Performance Perfection – Blessing or Curse?
Originally published in The Hills Valley Coalition Newsletter Spring 2018
WHAT IS PERFECTIONISM?
According to psychology, perfectionism is a personality trait. It is
characterized by striving for flawlessness, setting high performance standards, critical self- evaluations, concern about others’ evaluation. General perfectionism can affect all aspects of life. Perfectionists often measure their self-worth by productivity and accomplishment.
WHAT IS PERFORMANCE PERFECTION?
It is the action of a perfectionist in academics, athletics, personal relationships, at home or on the job. According to psychologists, there are two types of perfectionists: adaptive, and maladaptive. Adaptive or normal perfectionists are often high achievers who do not compromise their self- esteem. They derive pleasure from their efforts. Maladaptive or neurotic perfectionists set unrealistic goals for themselves, and are disappointed when they can’t reach those goals.
Thus, performance perfection can be positive or negative. Talented people who made lasting contributions in the arts and sciences engaged in performance perfection. A students who sets realistic grade goals, and allows sufficient time to utilize efficient study strategies will reach his goals and be content. An athlete who sets a reasonable improved running speed will be satisfied with his improvement. Conversely, a professional who procrastinates submitting a report because he can’t tolerate criticism may be dismissed.

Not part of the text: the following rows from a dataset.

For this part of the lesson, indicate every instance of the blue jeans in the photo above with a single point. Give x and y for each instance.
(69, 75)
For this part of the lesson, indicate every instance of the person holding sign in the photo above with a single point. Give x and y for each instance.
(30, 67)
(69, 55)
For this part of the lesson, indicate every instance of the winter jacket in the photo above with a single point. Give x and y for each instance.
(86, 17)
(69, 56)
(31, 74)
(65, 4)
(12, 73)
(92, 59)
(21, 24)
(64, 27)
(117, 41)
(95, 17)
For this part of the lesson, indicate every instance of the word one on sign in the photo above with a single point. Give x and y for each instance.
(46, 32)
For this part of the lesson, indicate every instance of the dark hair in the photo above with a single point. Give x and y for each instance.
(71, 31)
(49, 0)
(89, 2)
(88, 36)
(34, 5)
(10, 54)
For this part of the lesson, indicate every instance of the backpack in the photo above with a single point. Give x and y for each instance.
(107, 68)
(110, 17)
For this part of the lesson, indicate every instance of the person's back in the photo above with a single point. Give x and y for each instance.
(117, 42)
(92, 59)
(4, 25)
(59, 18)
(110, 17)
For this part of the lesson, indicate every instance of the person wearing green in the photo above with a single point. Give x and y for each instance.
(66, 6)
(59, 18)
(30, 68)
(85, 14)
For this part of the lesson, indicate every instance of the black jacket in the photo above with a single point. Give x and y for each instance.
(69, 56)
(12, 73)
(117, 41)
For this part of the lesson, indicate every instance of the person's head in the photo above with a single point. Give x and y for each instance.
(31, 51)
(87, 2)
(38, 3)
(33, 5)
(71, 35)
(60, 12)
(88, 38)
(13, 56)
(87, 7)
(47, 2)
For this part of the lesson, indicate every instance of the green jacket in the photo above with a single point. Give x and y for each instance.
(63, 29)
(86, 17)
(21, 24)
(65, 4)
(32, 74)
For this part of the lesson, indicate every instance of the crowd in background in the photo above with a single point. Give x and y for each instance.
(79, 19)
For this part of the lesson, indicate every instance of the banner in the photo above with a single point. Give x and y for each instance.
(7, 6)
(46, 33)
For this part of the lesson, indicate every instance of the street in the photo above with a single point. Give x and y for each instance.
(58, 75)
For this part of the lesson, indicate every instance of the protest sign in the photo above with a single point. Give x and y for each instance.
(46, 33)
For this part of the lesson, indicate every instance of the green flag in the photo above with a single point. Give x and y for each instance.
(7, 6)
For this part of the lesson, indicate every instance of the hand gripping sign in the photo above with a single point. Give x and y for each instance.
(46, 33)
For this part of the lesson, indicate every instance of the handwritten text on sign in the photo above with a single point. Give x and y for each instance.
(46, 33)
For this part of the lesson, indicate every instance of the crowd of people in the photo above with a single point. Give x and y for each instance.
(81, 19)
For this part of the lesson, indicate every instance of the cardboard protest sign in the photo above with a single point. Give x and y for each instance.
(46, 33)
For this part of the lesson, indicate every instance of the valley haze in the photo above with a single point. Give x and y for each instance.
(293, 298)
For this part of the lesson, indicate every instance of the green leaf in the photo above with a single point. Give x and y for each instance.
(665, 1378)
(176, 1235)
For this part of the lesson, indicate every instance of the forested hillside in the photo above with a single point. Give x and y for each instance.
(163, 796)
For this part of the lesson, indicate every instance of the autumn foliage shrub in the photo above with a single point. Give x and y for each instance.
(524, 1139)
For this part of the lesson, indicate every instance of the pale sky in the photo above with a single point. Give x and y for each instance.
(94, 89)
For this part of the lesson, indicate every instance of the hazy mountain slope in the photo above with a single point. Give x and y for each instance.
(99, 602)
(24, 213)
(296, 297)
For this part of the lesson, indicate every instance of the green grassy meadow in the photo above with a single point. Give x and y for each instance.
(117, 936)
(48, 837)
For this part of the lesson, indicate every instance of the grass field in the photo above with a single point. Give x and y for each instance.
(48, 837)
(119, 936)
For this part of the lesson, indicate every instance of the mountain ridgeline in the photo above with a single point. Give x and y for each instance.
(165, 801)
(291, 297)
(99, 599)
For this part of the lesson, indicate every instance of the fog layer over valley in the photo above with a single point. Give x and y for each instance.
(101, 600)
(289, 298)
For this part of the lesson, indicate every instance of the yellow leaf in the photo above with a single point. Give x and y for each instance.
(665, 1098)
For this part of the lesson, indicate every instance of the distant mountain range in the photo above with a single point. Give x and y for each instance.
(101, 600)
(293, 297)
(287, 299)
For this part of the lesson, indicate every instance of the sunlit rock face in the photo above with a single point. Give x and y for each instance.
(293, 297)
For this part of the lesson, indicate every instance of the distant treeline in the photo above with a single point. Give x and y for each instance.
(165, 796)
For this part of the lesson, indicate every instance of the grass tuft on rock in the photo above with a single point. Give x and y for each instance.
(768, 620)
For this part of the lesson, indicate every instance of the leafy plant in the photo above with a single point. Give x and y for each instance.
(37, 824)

A neighbor who sets an unrealistic weight loss goal may suffer disappointment, overeat and gain weight.
WHY IS PERFORMANCE PERFECTION IMPORTANT TO OUR TEENS?
Teens yearn to be accepted by their peers. Our culture stresses body image, beauty and success. Social media encourages preoccupation with these values. Girls want to be thin, have sleek figures, and doll-like facial features. Guys want to be “jocks”, tall, and “ macho”. In their quest for popularity, girls have almost starved themselves to reach their weight goal; guys have injured their muscles from excessive weight lifting, and taken supplements. Performance perfection has brought about the concept of “split image” for these teens.
Maladaptive perfectionism can be associated with eating disorders like anorexia nervosa, anxiety and depression. It is a hidden factor in addiction because failure often leads to a desire to escape. Perfectionism which leads to performance perfection can be a risk factor in suicide, as it was with Maddy, profiled by Kate Fagan in her book ”What Made Maddy Run?”
WHAT CAN WE DO TO HELP OUR CHILDREN AVOID THE PITFALLS OF PERFORMANCE PERFECTION?
Start in early childhood. At the least, avoid negative criticism, discourage ongoing competition, assist with realistic goal setting, and understanding “stigma free” mental health. Most of all, love your child because he is your child, and encourage him to be the best person he can be.
Ronnie B. Silver, LDTC, Learning Consultant.